The reasoning behind each band:
Different agent types have different load profiles. A coding agent spends most of its budget on retrieval. A customer support agent spends most of it on history. A research agent uses heavy tools. A one-shot summarization agent has almost no history at all.
| Agent type | System | Tools | Retrieval | History | Buffer |
|---|---|---|---|---|---|
| Coding agent | 10% | 20% | 45% | 15% | 10% |
| Customer support | 12% | 12% | 25% | 40% | 11% |
| Research agent | 10% | 25% | 35% | 20% | 10% |
| Workflow automation | 15% | 25% | 20% | 30% | 10% |
| One-shot summarizer | 10% | 0% | 70% | 0% | 20% |
Coding agents lean heavy on retrieval because they need to load relevant files, dependencies, and call sites for each task. The history category stays smaller because most coding tasks reset between features. Customer support agents flip the ratio: a 30-message thread accumulates fast, and resolving the issue depends on what the customer said three turns ago more than on a large knowledge base.

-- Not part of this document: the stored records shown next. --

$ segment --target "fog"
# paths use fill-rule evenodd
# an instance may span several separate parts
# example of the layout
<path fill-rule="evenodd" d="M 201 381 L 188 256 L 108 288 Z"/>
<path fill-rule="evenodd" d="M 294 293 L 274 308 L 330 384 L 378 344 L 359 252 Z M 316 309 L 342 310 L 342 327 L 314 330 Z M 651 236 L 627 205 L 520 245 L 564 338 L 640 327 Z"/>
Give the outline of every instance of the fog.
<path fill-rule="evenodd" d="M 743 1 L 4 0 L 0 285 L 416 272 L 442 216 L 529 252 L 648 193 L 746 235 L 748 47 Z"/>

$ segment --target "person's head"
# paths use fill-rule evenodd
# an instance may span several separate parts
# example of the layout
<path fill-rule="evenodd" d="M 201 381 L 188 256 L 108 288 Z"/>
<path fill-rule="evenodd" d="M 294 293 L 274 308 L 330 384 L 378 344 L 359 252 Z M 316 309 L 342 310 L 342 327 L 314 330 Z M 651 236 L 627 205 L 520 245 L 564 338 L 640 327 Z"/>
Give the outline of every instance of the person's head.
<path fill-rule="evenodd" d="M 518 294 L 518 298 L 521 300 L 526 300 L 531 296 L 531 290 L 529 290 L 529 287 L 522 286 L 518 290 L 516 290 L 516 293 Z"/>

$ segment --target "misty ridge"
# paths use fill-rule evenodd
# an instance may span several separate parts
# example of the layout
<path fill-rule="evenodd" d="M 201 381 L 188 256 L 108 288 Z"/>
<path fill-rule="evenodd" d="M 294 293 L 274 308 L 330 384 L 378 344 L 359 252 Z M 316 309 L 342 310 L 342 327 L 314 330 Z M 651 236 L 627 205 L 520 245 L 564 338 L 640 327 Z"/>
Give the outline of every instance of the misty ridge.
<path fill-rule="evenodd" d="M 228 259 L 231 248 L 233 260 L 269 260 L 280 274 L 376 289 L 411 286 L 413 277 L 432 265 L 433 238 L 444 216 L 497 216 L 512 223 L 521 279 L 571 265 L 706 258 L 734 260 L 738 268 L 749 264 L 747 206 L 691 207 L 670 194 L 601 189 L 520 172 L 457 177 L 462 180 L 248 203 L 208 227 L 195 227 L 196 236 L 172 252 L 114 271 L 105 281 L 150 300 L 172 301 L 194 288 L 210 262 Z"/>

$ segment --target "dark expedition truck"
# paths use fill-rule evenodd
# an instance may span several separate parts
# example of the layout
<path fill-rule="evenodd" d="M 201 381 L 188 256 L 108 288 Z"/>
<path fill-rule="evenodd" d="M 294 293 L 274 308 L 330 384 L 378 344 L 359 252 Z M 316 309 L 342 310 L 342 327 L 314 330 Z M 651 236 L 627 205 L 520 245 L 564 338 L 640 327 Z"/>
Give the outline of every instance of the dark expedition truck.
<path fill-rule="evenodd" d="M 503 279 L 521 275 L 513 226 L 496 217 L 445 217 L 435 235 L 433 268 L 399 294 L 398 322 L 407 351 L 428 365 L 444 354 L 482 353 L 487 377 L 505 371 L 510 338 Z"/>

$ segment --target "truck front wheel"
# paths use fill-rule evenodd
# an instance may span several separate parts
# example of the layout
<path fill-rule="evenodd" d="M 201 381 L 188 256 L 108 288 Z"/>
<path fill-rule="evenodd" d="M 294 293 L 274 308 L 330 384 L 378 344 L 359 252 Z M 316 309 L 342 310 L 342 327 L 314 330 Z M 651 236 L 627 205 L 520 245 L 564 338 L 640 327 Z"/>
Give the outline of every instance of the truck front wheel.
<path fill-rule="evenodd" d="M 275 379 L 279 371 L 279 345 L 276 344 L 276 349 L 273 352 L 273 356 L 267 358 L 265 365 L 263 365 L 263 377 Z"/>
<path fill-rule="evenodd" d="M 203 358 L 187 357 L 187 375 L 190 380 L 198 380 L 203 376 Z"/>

Research agents balance retrieval with a generous tools budget because they invoke search, browse, and citation tools repeatedly. Workflow automation agents need bigger tool definitions because they orchestrate calls across multiple systems, each with its own schema. One-shot agents spend nothing on tools or history and reserve a large buffer because their entire job is producing the output.
The takeaway is that the reference 10/17/35/25/11 split is a default to deviate from. Pick the closest agent archetype, adjust based on your traffic, and measure.
A budget is only as good as the discipline behind it. These five rules cover where most teams overspend.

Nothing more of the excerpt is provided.